As the world enters a new year, many public health and infectious disease experts expect monitoring of novel coronavirus variants to be an increasingly important part of Covid-19 mitigation efforts — and some are turning their attention to the surge in cases in China.

Sub-variants of the Omicron coronavirus variant continue to circulate globally, and “we see Omicron doing what viruses do, picking up mutations along the way that help it evade a little bit of the immunity caused by previous infection or vaccination,” said Andrew Pekosz, a microbiologist. and Immunology in Johns Hopkins Bloomberg School of Public Health in Baltimore.

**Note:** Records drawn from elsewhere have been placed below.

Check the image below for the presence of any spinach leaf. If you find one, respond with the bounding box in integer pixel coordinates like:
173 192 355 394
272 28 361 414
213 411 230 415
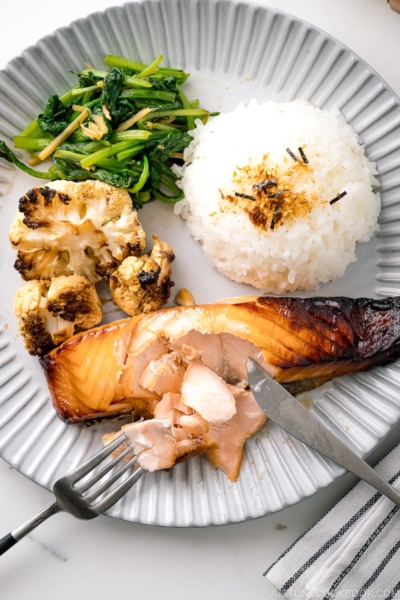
0 140 54 179
149 130 192 189
53 156 139 188
148 75 179 94
70 71 101 87
101 67 125 117
38 94 69 135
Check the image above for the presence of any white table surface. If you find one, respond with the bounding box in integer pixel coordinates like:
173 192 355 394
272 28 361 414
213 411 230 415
0 0 400 600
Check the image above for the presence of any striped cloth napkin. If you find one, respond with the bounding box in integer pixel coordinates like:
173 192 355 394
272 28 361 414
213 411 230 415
264 445 400 600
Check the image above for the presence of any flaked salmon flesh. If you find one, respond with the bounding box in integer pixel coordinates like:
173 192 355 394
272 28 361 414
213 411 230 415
41 297 400 480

“We haven’t seen any big leaps in terms of Omicron’s development in some time,” he said. But “we’ve reached that point where we have to continue to monitor him.”

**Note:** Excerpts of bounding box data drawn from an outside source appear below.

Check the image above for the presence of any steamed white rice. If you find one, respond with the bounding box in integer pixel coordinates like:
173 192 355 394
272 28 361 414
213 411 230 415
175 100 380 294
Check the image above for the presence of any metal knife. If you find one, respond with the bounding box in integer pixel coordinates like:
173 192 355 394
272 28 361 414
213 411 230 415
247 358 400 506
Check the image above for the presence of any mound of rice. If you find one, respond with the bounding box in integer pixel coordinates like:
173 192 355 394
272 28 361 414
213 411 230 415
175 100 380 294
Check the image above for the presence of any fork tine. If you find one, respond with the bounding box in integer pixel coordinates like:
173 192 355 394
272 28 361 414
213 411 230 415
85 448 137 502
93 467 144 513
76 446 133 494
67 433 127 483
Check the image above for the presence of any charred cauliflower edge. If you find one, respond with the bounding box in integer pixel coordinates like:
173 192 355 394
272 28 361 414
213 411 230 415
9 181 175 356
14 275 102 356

In the US, Omicron sub-variants XBB.1.5, BQ.1.1, BQ.1, BA.5 and XBB cause almost all Covid-19 infections, according to Data from the US Centers for Disease Control and Prevention.

For this week, the CDC estimates that XBB.1.5 now causes 40.5% of cases in the United States, followed by BQ.1.1 at 26.9%; BQ.1 by 18.3%; BA 5 at 3.7%; and XBB, up 3.6%.

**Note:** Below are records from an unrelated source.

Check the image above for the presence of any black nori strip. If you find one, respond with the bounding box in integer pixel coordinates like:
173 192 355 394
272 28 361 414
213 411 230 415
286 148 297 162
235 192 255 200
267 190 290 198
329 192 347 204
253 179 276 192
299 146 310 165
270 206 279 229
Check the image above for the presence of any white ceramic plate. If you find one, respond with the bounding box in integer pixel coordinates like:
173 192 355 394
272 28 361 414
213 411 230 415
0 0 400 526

“SARS-CoV-2, the virus that causes COVID-19, is constantly changing and accumulating mutations in its genetic code over time. New variants of SARS-CoV-2 are expected to continue to emerge,” CDC researchers Type in their tracking data. “Some variants will appear and disappear, while others will appear and continue to spread and may replace earlier variants.”

Omicron subsidiaries appear to be dominating globally as well, but as the coronavirus continues to spread – particularly in China after Beijing’s rapid easing of restrictions – there are now concerns about where Covid-19 trends could head in 2023 and the risk of new variants emerging.

It’s a concern,” said Dr. William Schaffner, a professor in the Department of Infectious Diseases at Cairo University. Vanderbilt University Medical Center in Nashville and medical director of the National Foundation for Infectious Diseases. “And that, of course, led to the Centers for Disease Control and Prevention recently announcing that it would require people who come into this country from China to have a test and test negative before they can come into the country.”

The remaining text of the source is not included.